It began with an internal column I wrote—an update from the CFO. In those days, cash flow was particularly important, and I saw this as a way to connect with the top fifty or sixty people in the company to discuss our priorities. As my assistant typed up the first column, she told me that the newsletter helped her really understand the issues. “You should send this out to everybody,” she suggested.

After thinking about it, I decided she was right. Why not send it to all fifty thousand people in the company? That way everyone could understand the issues and work toward addressing them. As I was explaining the challenges we were facing at Baxter, I decided to lighten things up a bit by mentioning something humorous that one of my children had done. With five children in the family, I was never at a loss for material. I called this little section “On the Home Front.” What started as a brief anecdote became an important way to help people relate to me, whether they had children or nieces or nephews, or were thinking back on their own youth. To my complete surprise, “On the Home Front” was a hit.

When I traveled to various facilities, often the first question I was asked was about the family. Soon I began looking for parallels between the message I needed to deliver as CFO and something the children had done. Usually, I didn't have to search for very long—like the time I was writing about the importance of setting the right incentives. My son Andrew, at the age of four, had managed to stick a bead up his nose, and I had to take him to the emergency room to get it extracted. Before we went in, however, I told him that if he could blow that bead out of his nose, we'd get a pie just for the two of us to eat and then we'd go to the video store to buy—not rent—a video. Andrew blew that bead out of his nose so hard it almost broke my front windshield! The story caused a chuckle and helped illustrate my point about the power of incentives. Interestingly, one of the senior scientists in an R&D facility in Germany sent me his doctoral thesis in German on how to remove obstacles from the nasal cavity. I never did get it translated, but I appreciated the gesture.

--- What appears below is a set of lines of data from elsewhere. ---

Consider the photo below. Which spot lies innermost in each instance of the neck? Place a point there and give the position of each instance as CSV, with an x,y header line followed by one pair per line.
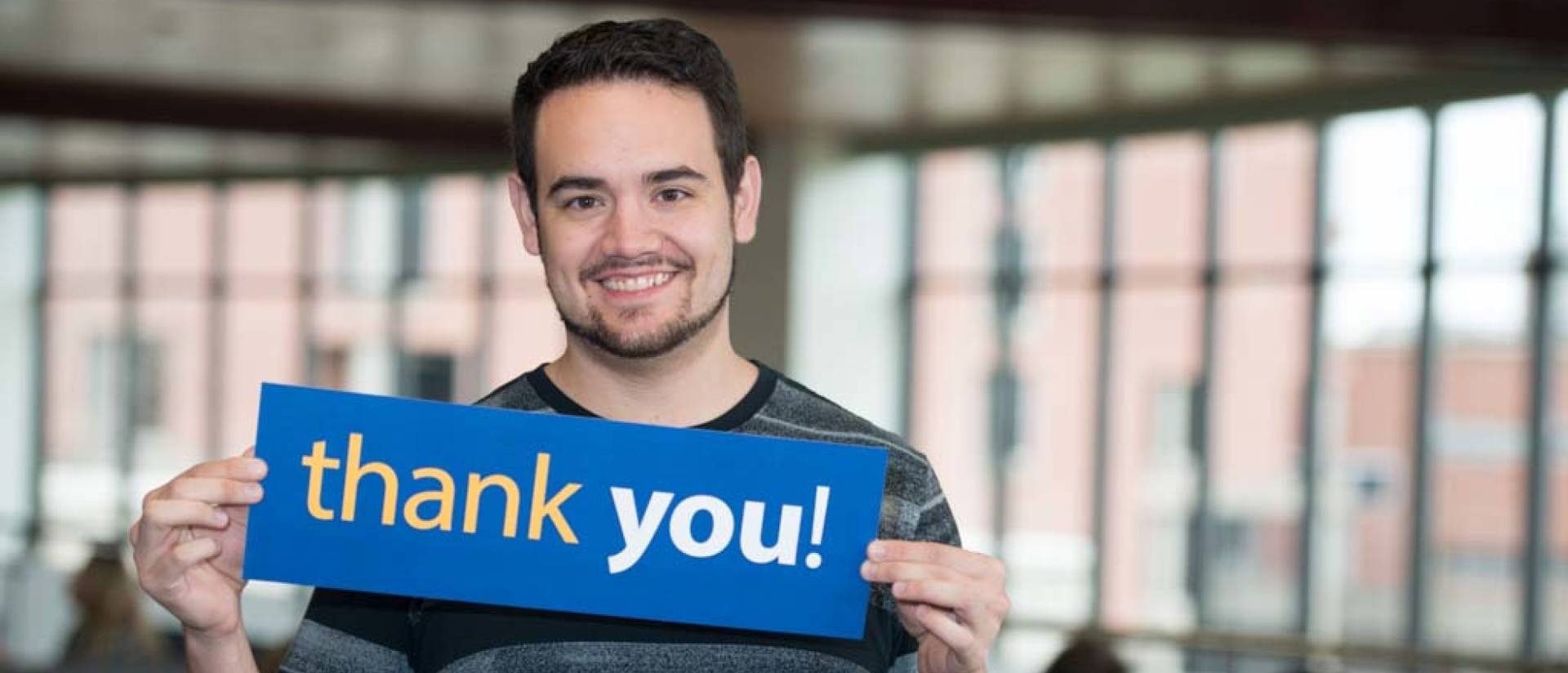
x,y
693,383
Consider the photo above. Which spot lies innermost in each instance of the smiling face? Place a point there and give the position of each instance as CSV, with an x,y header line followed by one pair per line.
x,y
634,223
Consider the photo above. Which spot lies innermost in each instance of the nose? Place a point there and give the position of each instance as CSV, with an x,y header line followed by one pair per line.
x,y
629,233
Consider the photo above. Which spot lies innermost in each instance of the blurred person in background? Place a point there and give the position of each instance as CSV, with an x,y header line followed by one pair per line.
x,y
634,185
110,631
1089,652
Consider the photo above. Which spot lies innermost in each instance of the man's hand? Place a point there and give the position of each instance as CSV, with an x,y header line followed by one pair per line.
x,y
190,543
951,599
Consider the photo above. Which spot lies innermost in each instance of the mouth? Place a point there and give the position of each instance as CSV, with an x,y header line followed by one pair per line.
x,y
629,286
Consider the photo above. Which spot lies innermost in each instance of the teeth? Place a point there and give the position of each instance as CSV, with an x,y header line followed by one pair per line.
x,y
639,283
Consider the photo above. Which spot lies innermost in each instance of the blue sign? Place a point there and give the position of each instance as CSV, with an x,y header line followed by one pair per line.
x,y
564,514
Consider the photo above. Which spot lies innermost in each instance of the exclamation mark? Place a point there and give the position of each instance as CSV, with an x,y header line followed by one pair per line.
x,y
819,518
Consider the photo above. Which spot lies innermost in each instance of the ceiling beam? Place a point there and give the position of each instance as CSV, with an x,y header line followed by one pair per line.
x,y
1539,25
93,98
1317,102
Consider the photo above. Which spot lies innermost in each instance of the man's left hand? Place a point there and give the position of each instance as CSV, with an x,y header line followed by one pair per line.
x,y
951,599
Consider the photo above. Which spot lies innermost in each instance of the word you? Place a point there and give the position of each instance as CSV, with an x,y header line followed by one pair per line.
x,y
639,529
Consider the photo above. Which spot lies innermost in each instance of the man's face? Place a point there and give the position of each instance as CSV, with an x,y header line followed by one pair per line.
x,y
634,223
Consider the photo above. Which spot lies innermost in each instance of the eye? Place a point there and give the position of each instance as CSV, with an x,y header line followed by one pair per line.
x,y
670,195
581,203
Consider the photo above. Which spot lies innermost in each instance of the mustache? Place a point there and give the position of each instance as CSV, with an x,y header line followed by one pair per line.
x,y
642,261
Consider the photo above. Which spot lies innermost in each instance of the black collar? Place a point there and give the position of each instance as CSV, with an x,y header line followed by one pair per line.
x,y
744,410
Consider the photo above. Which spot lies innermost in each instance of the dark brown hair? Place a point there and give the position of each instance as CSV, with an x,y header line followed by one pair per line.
x,y
662,51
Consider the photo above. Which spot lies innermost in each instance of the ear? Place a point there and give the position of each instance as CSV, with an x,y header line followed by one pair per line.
x,y
748,197
521,206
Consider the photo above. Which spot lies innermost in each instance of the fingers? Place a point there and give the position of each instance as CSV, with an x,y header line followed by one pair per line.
x,y
898,572
245,468
214,492
190,497
172,514
959,637
966,562
167,570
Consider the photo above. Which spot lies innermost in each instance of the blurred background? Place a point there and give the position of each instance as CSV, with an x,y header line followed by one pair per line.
x,y
1235,328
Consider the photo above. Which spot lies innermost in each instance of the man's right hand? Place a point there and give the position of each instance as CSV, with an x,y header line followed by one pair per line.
x,y
190,543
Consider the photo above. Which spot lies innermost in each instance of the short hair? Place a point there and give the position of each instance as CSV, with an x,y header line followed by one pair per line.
x,y
664,51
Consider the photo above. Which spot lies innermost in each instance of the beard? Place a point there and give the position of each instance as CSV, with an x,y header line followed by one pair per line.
x,y
661,341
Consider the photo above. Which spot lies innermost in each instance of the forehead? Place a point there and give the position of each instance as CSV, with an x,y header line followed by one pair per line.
x,y
608,129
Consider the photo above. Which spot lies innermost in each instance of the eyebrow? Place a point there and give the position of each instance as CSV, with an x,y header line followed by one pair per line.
x,y
651,178
576,182
670,175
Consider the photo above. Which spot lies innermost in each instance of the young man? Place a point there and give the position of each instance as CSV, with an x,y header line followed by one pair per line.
x,y
634,187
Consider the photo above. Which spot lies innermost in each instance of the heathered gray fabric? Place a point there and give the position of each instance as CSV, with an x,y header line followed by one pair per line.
x,y
325,650
913,509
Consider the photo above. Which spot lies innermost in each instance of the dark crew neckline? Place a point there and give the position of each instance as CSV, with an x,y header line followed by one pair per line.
x,y
744,410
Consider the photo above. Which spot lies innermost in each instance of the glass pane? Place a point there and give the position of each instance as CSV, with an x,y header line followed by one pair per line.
x,y
1477,449
1256,451
83,399
1049,542
954,332
1060,211
1490,181
1266,201
1152,470
1368,430
175,259
1554,630
1375,182
1160,192
441,314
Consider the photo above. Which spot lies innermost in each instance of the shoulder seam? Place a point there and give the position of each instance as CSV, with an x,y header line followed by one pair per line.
x,y
843,434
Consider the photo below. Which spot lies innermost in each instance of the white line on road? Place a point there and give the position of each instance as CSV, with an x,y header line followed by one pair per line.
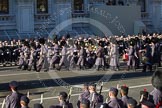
x,y
17,74
55,97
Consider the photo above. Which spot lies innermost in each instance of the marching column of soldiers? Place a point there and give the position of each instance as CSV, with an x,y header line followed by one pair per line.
x,y
90,98
83,53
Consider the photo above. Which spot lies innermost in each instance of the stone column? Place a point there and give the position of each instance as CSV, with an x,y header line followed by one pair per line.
x,y
156,13
25,16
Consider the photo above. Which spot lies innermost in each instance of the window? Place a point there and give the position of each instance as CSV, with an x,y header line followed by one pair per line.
x,y
4,6
42,6
78,5
142,3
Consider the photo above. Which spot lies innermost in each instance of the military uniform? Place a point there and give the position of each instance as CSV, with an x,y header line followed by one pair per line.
x,y
42,62
82,57
114,57
13,100
55,58
148,52
124,94
100,56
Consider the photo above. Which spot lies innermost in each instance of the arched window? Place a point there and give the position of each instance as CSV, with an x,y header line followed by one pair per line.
x,y
42,6
4,6
78,5
142,3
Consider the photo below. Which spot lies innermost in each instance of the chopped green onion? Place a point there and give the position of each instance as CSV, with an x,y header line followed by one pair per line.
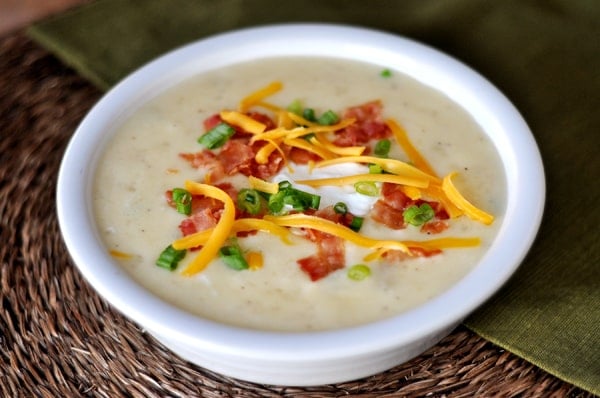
x,y
283,185
368,188
300,200
170,257
328,118
217,136
382,148
340,208
295,107
356,223
297,199
233,257
250,201
418,215
375,169
309,114
275,203
183,201
359,272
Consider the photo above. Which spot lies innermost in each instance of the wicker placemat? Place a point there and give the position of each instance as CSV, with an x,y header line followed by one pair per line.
x,y
59,339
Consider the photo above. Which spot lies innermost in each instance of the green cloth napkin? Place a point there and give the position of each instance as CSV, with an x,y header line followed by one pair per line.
x,y
544,55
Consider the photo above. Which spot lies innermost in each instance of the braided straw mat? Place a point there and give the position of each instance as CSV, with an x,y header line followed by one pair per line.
x,y
58,338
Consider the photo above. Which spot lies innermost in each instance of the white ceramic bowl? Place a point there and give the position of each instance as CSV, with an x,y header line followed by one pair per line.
x,y
304,359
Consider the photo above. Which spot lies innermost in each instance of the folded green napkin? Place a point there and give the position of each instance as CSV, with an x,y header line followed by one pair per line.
x,y
545,56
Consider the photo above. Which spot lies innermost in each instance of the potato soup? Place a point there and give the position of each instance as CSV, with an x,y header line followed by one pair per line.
x,y
382,266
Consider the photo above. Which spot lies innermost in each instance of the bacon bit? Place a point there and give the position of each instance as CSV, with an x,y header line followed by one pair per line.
x,y
387,215
330,257
390,210
368,125
199,221
236,157
434,227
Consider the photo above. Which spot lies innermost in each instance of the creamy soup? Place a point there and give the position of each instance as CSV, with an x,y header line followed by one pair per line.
x,y
143,161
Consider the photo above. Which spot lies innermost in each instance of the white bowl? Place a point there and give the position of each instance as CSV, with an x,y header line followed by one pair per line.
x,y
313,358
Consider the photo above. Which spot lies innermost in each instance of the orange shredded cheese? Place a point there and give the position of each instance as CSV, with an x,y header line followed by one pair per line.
x,y
219,234
390,165
320,224
463,204
240,225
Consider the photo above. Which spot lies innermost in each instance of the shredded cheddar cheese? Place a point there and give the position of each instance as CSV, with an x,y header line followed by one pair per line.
x,y
323,225
417,181
463,204
220,233
390,165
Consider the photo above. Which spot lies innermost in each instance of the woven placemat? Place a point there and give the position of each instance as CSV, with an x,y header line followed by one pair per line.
x,y
58,338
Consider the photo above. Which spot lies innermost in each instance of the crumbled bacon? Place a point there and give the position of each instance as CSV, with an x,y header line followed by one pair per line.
x,y
390,210
237,155
368,126
388,215
330,256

To be honest, I loved writing “On the Home Front” because I knew people enjoyed the stories, and I got a kick out of sharing some of the adventures in the Kraemer household. On a broader level, my column illustrated the power of stories to connect with others on a human level, which is what matters the most. As you will discover in your leadership journey, stories can forge bonds stronger than any directive or assignment could ever establish.